与上面对find_node的解释一样，我们首先找到通过v1和v2传递给swap_nodes的节点值的位置、节点和前驱。如果要交换的第二个节点出现在第一个之前，则第一个和第二个节点的值都将交换。这样做的代码并不多，减少了特殊的大小写，并使可视化更容易一些。

Now, we are left with just two more conditionals, neither of which seemed trivial to avoid. If the first node is at the head of the linked list, i.e. at position zero, the root needs to point to the second node. Otherwise, the first node's predecessor will point to the second node.

现在，我们只剩下两个条件，这两个条件似乎都不太容易避免。如果第一个节点位于链表的头部，即位置为零，则根需要指向第二个节点。否则，第一个节点的前驱将指向第二个节点。

The previous value of the first node's successor needs to be remembered, in case the nodes are not adjacent. Then, the first node's successor is set to the current successor of the second node. This is the only change that applies to all cases: the new successor of the first node being the old successor of the second node is the only certainty and helpful to start off with in order to remember the pointer operations and their sequence when implementing this swap.

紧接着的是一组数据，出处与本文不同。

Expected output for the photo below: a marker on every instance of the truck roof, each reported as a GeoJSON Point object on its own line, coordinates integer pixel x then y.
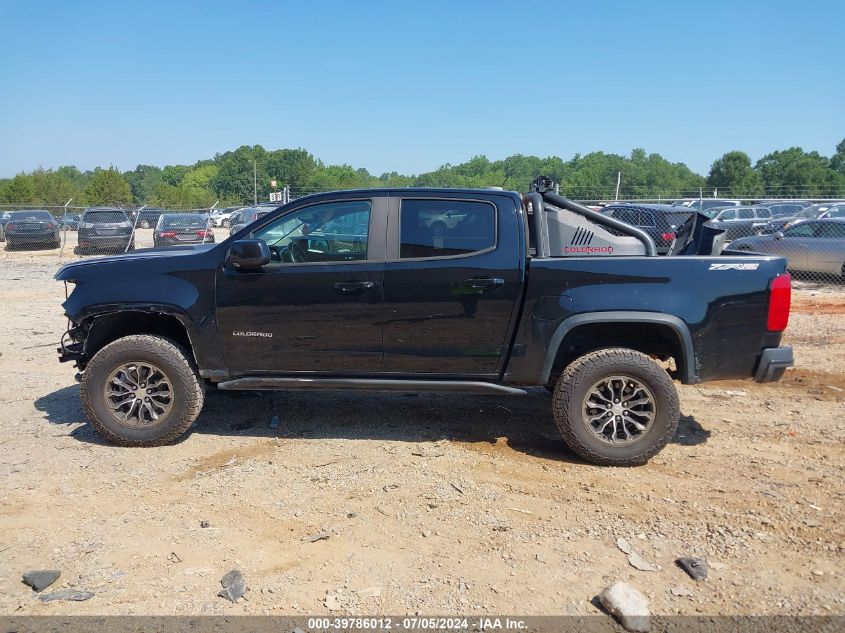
{"type": "Point", "coordinates": [407, 190]}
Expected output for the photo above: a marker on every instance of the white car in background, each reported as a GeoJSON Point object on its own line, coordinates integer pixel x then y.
{"type": "Point", "coordinates": [223, 217]}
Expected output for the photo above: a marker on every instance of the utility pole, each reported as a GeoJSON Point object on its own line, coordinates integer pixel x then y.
{"type": "Point", "coordinates": [64, 226]}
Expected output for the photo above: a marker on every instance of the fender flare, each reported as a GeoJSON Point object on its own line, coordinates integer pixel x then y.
{"type": "Point", "coordinates": [686, 366]}
{"type": "Point", "coordinates": [104, 311]}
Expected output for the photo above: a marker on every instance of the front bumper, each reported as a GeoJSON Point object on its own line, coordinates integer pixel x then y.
{"type": "Point", "coordinates": [773, 363]}
{"type": "Point", "coordinates": [33, 237]}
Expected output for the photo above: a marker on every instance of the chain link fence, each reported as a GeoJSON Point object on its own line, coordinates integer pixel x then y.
{"type": "Point", "coordinates": [810, 234]}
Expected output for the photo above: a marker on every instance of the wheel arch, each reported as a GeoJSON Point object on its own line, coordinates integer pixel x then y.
{"type": "Point", "coordinates": [165, 321]}
{"type": "Point", "coordinates": [640, 331]}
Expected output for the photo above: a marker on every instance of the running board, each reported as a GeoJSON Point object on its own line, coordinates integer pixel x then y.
{"type": "Point", "coordinates": [257, 383]}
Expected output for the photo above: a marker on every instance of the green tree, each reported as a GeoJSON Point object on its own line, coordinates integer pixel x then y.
{"type": "Point", "coordinates": [143, 181]}
{"type": "Point", "coordinates": [837, 161]}
{"type": "Point", "coordinates": [796, 173]}
{"type": "Point", "coordinates": [294, 168]}
{"type": "Point", "coordinates": [21, 188]}
{"type": "Point", "coordinates": [235, 178]}
{"type": "Point", "coordinates": [107, 186]}
{"type": "Point", "coordinates": [734, 176]}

需要记住第一个节点的后继节点的先前值，以防节点不相邻。然后，将第一个节点的后继设置为第二个节点的当前后继。这是唯一适用于所有情况的更改：第一个节点的新后继是第二个节点的旧后继是唯一确定的并且有助于在实现此交换时记住指针操作及其顺序.

Last, if the positions of the nodes differ by more than one, they are not adjacent. Then, the second node's new successor becomes the first node's old successor - saved away above - and the second node's predecessor now points to the first node. If they are adjacent, there are no nodes between the nodes to swap that need updating, so simply linking the second node to the first is all that is left to do.

最后，如果节点的位置相差超过 1，则它们不相邻。然后，第二个节点的新后继成为第一个节点的旧后继——保存在上面——第二个节点的前任现在指向第一个节点。如果它们相邻，则节点之间没有需要更新的要交换的节点，因此只需将第二个节点链接到第一个节点即可。